Selon lui, seule la déconnexion est la solution aux problèmes du sous-développement en Afrique et pour les pays moins avancés (PMA) hors du continent. Par les temps qui courent, faire un jugement de valeur sur le Plan Sénégal Emergent allant à l’encontre de celui des pseudos républicains, relève simplement d’une démarche ad hominem, d’un crime de lèse-majesté.


Rédigé par leral.net le Mercredi 10 Juin 2015 à 21:56 | | 0 commentaire(s)|

Le penseur de la déconnexion immerge le Plan Sénégal émergent (PSE)
Et pourtant, dans le respect des lois et règlements en vigueur, de l’éthique et de la morale qui doivent guider les activités des hommes, une nation se forge à la démocratie dans la différence d’opinions et de perception vis-à-vis du déroulé des politiques publiques nationales compte tenu des contingences socio-économiques étrangères et de la diplomatie internationale.

S’ériger en pinailleurs au nom d’un esprit partisan avec un langage ordurier et prosaïque enlève de sa substance l’appartenance à une République.

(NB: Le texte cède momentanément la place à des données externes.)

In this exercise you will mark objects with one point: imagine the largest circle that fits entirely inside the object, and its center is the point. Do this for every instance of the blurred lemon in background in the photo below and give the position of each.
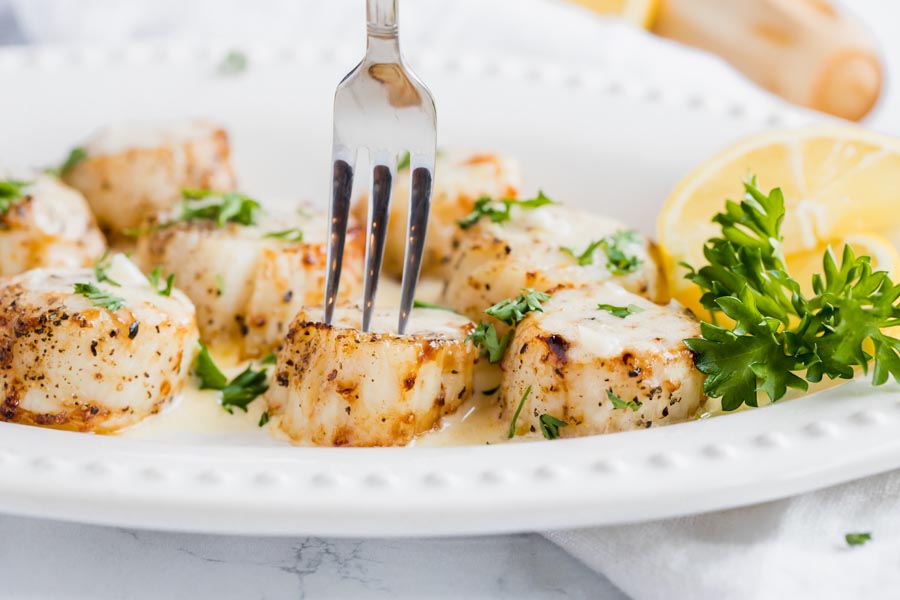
(639, 12)
(841, 184)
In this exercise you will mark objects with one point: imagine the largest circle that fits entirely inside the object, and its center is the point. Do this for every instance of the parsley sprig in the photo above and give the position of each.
(98, 297)
(618, 260)
(240, 391)
(11, 193)
(781, 337)
(510, 311)
(500, 211)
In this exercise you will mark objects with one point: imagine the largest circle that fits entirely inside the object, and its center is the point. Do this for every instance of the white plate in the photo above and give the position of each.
(586, 136)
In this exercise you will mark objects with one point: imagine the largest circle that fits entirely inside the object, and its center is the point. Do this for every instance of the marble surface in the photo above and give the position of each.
(42, 559)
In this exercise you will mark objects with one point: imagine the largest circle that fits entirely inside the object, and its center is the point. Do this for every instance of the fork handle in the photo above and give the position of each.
(381, 18)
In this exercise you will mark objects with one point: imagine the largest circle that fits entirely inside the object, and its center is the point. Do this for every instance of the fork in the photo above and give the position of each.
(383, 108)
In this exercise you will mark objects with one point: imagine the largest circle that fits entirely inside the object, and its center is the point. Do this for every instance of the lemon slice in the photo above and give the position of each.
(639, 12)
(838, 182)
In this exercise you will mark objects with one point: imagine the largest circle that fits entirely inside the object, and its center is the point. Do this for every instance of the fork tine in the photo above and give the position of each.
(341, 189)
(419, 207)
(379, 208)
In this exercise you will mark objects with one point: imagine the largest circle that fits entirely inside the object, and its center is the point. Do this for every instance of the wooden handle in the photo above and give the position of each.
(802, 50)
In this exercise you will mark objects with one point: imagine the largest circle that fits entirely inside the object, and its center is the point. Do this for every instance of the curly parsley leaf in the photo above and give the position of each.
(618, 260)
(154, 278)
(98, 297)
(240, 391)
(288, 235)
(550, 426)
(857, 539)
(101, 270)
(619, 403)
(500, 211)
(620, 311)
(512, 424)
(782, 338)
(11, 193)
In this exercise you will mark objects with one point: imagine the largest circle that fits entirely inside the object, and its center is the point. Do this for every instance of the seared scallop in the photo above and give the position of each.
(337, 386)
(540, 249)
(249, 281)
(460, 178)
(44, 223)
(87, 355)
(129, 173)
(601, 369)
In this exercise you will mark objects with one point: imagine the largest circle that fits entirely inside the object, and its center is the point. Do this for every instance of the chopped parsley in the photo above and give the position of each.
(288, 235)
(512, 425)
(98, 297)
(234, 62)
(618, 261)
(550, 426)
(620, 311)
(239, 392)
(619, 403)
(499, 211)
(422, 304)
(857, 539)
(101, 270)
(76, 155)
(11, 194)
(154, 279)
(510, 311)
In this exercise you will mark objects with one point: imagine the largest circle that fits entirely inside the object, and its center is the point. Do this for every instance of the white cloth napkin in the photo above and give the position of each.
(791, 548)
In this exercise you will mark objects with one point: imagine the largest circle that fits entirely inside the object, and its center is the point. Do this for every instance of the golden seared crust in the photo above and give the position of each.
(126, 185)
(51, 227)
(66, 364)
(337, 386)
(248, 287)
(574, 355)
(493, 262)
(460, 179)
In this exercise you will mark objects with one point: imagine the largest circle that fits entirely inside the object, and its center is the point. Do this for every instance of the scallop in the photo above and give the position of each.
(544, 248)
(44, 223)
(71, 362)
(249, 281)
(460, 179)
(600, 369)
(132, 172)
(337, 386)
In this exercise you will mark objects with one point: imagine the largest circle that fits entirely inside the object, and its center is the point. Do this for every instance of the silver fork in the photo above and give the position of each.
(382, 107)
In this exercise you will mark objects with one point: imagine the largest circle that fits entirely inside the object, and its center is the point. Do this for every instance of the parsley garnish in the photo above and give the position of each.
(619, 403)
(550, 426)
(512, 425)
(76, 155)
(239, 392)
(498, 211)
(234, 62)
(857, 539)
(154, 278)
(620, 311)
(288, 235)
(11, 193)
(421, 304)
(781, 338)
(618, 261)
(101, 270)
(509, 311)
(98, 297)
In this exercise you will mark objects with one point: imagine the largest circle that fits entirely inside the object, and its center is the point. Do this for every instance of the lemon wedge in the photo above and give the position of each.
(841, 184)
(639, 12)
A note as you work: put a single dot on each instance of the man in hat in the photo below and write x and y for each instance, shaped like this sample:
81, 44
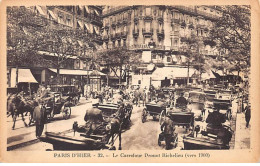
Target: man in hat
216, 118
118, 98
168, 129
181, 101
248, 115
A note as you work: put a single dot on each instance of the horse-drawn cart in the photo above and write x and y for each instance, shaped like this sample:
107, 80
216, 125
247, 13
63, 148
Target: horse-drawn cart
153, 109
70, 140
181, 117
56, 104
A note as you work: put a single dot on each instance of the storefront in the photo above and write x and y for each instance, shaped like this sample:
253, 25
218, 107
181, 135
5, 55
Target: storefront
26, 81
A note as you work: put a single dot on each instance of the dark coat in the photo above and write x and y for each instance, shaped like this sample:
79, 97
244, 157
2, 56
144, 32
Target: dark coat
39, 115
168, 126
248, 114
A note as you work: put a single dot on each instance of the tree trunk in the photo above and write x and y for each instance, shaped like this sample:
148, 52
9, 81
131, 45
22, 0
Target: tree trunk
188, 77
120, 75
16, 79
58, 75
107, 79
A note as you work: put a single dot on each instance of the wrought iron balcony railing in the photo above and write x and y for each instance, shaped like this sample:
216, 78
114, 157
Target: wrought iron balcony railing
147, 31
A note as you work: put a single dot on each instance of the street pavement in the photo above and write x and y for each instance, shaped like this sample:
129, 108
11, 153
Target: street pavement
140, 136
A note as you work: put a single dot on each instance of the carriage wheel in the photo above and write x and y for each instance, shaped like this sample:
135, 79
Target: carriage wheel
67, 113
162, 117
144, 115
159, 141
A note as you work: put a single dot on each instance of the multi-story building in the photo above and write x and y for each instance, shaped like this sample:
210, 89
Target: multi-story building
159, 32
85, 19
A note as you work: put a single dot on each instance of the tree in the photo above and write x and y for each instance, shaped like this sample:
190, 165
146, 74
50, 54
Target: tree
29, 33
232, 32
119, 59
22, 41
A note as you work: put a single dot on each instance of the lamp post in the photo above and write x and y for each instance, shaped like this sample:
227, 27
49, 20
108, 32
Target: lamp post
151, 45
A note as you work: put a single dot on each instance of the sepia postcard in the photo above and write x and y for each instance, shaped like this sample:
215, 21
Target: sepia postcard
130, 82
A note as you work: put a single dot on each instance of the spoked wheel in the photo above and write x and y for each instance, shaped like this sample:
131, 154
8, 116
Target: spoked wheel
144, 115
66, 113
162, 117
159, 141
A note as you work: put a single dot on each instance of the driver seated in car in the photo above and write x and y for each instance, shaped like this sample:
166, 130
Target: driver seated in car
181, 101
168, 129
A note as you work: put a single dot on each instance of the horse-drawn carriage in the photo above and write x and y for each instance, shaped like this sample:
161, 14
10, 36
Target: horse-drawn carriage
69, 91
224, 106
104, 124
213, 137
154, 109
56, 104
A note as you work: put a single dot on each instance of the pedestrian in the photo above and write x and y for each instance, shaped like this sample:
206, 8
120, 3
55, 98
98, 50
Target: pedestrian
248, 115
203, 113
168, 129
39, 117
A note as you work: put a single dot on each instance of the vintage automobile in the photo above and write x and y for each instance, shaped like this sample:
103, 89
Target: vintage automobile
56, 104
154, 109
196, 104
70, 140
67, 91
224, 107
98, 139
213, 137
210, 94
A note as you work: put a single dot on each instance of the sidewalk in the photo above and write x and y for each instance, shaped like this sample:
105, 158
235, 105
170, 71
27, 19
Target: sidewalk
23, 136
242, 134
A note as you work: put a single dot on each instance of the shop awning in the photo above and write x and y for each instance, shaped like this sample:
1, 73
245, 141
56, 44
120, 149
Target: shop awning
208, 75
96, 12
87, 27
39, 9
52, 15
24, 75
76, 72
96, 73
96, 29
150, 67
80, 24
87, 10
80, 43
172, 73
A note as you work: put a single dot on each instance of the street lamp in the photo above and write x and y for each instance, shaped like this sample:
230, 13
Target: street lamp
151, 45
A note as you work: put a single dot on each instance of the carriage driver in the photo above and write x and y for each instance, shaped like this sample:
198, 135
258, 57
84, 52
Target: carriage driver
168, 129
181, 101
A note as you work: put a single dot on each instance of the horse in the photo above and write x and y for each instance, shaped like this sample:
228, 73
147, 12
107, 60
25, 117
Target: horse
116, 124
18, 106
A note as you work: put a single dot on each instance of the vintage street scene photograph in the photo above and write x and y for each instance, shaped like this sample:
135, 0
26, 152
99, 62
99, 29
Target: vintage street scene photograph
86, 77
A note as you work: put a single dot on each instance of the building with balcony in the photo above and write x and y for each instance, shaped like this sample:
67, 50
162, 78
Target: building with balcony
168, 28
82, 19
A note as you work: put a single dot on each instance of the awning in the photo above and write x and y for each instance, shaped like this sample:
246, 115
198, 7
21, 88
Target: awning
91, 28
150, 67
80, 24
174, 58
96, 12
54, 54
172, 73
96, 73
206, 76
96, 29
80, 43
183, 58
24, 75
40, 10
77, 72
52, 15
86, 7
87, 27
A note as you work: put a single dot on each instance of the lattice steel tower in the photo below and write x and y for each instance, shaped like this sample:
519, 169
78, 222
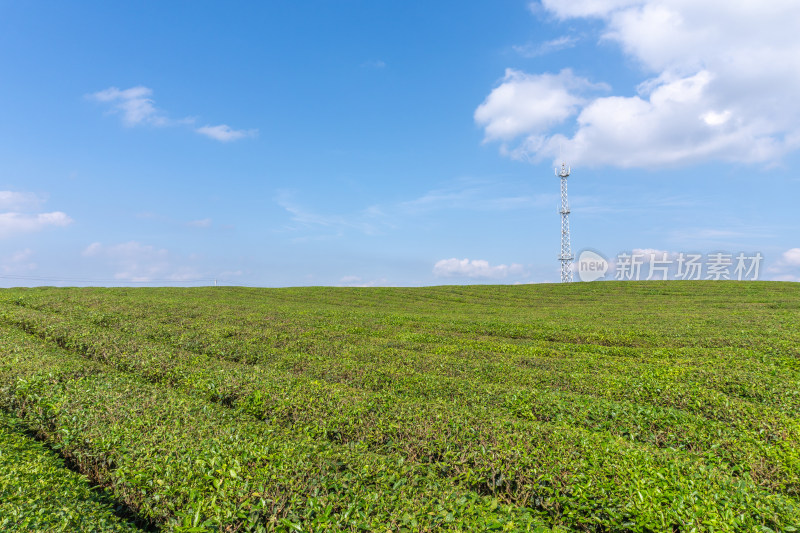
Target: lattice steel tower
566, 250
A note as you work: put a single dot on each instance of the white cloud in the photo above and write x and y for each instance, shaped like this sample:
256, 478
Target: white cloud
374, 64
475, 268
787, 268
137, 107
134, 104
525, 103
18, 262
722, 80
791, 257
547, 47
225, 133
137, 262
15, 223
203, 223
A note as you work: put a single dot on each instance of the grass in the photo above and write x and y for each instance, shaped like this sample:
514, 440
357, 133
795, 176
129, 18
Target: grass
653, 406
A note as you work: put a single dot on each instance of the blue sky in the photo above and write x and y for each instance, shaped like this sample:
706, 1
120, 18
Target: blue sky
390, 143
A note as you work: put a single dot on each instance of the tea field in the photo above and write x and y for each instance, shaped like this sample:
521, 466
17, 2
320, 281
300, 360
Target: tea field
615, 406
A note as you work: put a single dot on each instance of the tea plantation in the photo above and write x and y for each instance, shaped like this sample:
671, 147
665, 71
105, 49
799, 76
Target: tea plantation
614, 406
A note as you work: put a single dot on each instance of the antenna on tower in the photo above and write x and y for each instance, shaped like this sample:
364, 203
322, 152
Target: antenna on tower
565, 258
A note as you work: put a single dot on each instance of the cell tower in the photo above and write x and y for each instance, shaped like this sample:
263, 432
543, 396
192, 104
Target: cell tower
566, 250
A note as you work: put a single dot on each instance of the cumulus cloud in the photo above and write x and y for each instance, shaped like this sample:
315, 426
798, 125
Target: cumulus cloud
18, 262
137, 262
202, 223
474, 268
12, 223
134, 104
225, 133
787, 268
721, 84
137, 107
525, 103
547, 47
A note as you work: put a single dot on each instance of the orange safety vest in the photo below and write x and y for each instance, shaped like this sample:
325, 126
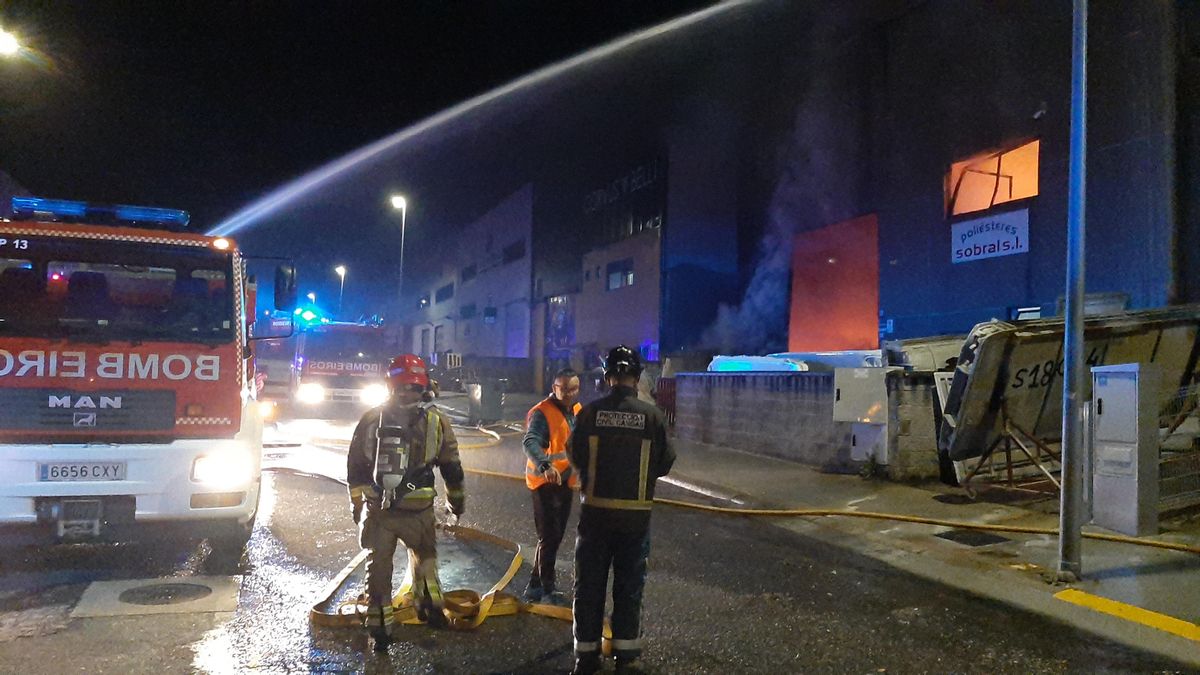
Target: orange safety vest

Un débat d’idées qualitatif requiert d’autres façons de voir sur la marche du pays, dans un jeu politique lisible et sain pour une victoire du vivre ensemble des citoyens Sénégalais.

Fort heureusement, pour cette fois-ci (allez demander à Monsieur DANSOKHO), et curieusement, Samir Amin, car c’est de lui qu’il s’agit, n’a pas était fusillé. Seul le Premier Ministre Monsieur DIONNE a, de façon courtoise, donné son avis sur la sortie de l’économiste égyptien.

Pour rappel, ce dernier avait cloué au pilori le PSE en ces termes : ‘’C’est de la fumée (...)’’, avant d’ajouter : ’’Les programmes qui parlent d’émergence sont des programmes crus. Parce que pour qu’il y ait émergence il faut qu’on aborde certains aspects. Il faut d’abord engager l’Afrique dans des projets d’industrialisation, ensuite, l’engager dans un processus de réorganisation de l’agriculture familiale, et enfin, se soutenir mutuellement dans ces projets, d’abord, à l’échelon africain, à l’échelon Grand sud. Si ces conditions sont remplies, ce qu’il reste à faire serait de couper les liens avec la banque mondiale et le FMI, et leur dire : vous n’êtes pas là pour nous aider, vous êtes là pour nous enfoncer».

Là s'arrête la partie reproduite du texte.